Beyond academia, Crawford advised NASA as a member of the Earth Science Advisory Committee and the advisory board for the NASA Socioeconomic Data and Applications Center.

She was a Jefferson Science Fellow at the U.S. State Department, where she focused on promoting geospatial technologies in developing countries.

In 2001 she realized her goal of working on a satellite mission. She was a member of NASA’s Earth Observing–1 science validation team, which conducted the first successful U.S. civilian hyperspectral mission in space. Although it was designed for a life of 18 months, the mission operated successfully for 16 years. Her research focused on developing new methods to analyze hyperspectral imagery to determine the response of vegetation to natural and man-made hazards.

The legacy of Mildred Dresselhaus

Crawford received the Dresselhaus Medal on 5 May during the IEEE Vision, Innovation, and Challenges Summit and Honors Ceremony, held at the Hilton Atlanta.

Mildred Dresselhaus worked at MIT, which she joined in 1960 as a researcher in its Lincoln Laboratory Solid State Division, in Lexington, Mass. She became a professor of electrical engineering in 1967 and joined the physics department in 1983.

In 2015 Dresselhaus became the first female recipient of the IEEE Medal of Honor. She died in 2017.

Crawford never met Dresselhaus, but she did receive congratulatory messages from several people who knew her.

“The most amazing thing to me has been the emails I received from so many people who knew her but didn’t know me,” Crawford says. “They were former students, colleagues, and friends. They reinforced the perception that Dresselhaus was a truly amazing person as well as a trailblazer.”

One was an MIT electrical engineering student to whom she had given one of her old spectrometers to start his research. Another, who at the time was a junior faculty member at the University of North Carolina in Charlotte, recalled the thoughtful, critical input and encouragement Dresselhaus provided about her research during a visit to the faculty member’s lab.

“One of my colleagues at Purdue, who is a well-known researcher in nanotechnology, was emphatic in his appraisal,” she says. “He asked, ‘Do you realize she was the Queen of Carbon?’ It just made me feel so humble and appreciative.”

You can watch Crawford accept her award on IEEE.tv.

She was also an Innovators Showcase panelist during the summit.

Crawford stresses that her research is interdisciplinary: “My contribution is really in developing algorithms to analyze data, but the purpose is always to address a problem.

“To contribute to the solution, it is necessary to invest in learning about the problem and to work collaboratively with others who are experts in that field.

“Anything that I have accomplished during my career is really the result of a team.
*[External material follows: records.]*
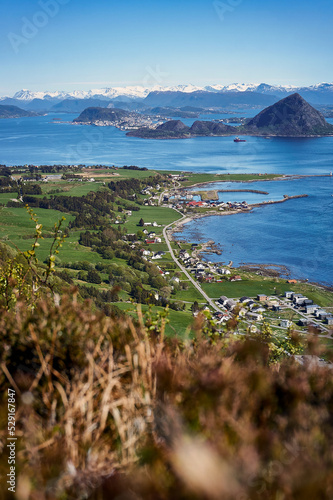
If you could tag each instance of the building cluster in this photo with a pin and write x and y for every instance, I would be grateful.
(309, 308)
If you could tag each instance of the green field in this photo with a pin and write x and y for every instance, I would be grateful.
(252, 287)
(179, 321)
(199, 178)
(163, 216)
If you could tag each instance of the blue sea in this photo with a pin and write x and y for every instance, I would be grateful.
(297, 234)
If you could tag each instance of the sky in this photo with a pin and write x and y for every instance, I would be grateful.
(84, 44)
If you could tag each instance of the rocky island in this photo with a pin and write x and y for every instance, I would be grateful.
(292, 116)
(7, 111)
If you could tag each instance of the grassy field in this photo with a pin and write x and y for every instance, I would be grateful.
(252, 287)
(198, 178)
(163, 216)
(179, 321)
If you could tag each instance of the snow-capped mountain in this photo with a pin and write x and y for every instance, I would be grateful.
(320, 93)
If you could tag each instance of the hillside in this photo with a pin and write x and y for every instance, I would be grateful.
(14, 112)
(175, 129)
(93, 114)
(291, 116)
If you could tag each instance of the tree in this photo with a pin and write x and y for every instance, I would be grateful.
(94, 277)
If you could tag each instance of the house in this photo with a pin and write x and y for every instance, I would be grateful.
(254, 316)
(235, 278)
(222, 300)
(329, 320)
(311, 309)
(230, 304)
(304, 322)
(261, 297)
(299, 301)
(285, 323)
(258, 309)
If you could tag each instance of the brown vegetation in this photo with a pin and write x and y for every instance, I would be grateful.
(107, 410)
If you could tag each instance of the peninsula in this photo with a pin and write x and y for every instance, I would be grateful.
(292, 116)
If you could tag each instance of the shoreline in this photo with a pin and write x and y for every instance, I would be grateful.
(282, 177)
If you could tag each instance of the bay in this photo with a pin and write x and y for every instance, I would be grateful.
(297, 233)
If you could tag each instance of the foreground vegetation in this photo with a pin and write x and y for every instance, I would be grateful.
(109, 408)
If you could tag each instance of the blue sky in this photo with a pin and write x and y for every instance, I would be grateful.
(83, 44)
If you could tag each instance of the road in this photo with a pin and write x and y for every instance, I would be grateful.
(197, 285)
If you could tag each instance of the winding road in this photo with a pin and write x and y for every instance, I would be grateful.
(194, 283)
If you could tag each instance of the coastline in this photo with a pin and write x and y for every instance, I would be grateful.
(266, 268)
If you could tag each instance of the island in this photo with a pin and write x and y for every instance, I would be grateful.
(14, 112)
(292, 116)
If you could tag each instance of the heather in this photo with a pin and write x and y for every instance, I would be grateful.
(110, 408)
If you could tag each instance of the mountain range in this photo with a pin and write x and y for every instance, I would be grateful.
(14, 112)
(141, 97)
(292, 116)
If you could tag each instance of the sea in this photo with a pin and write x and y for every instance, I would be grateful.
(297, 234)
I accepted the award on behalf of all of us.”

IEEE: Staying connected to a community

Crawford joined IEEE when she began her academic career and had to publish her research. More than 50 of her papers are in the IEEE Xplore Digital Library.

“Publishing, for many people, is the entry into IEEE,” she says. “Then there is growth in terms of understanding the importance of going to conferences and not only hearing presentations of research but also engaging with people. You start paying attention to what’s going on in a professional society, and you start volunteering. Then you are part of a community.”

Crawford served as 2013 president of the IEEE Geoscience and Remote Sensing Society and was an associate editor of the IEEE Transactions on Geoscience and Remote Sensing. She also has served on several of the society’s administrative committees. Her work was recognized with the GRSS 2020 Outstanding Service Award and its 2021David Landgrebe Award.

Volunteering, she says, is “a two-way street because you contribute to the society but you also benefit in terms of your engagement with individuals and developing leadership skills.”

Being involved provides opportunities, she adds: “People who are quite accomplished in their field attend the meetings, and they’re engaged with the society. You would never, as a junior person, typically have opportunities to meet these people.”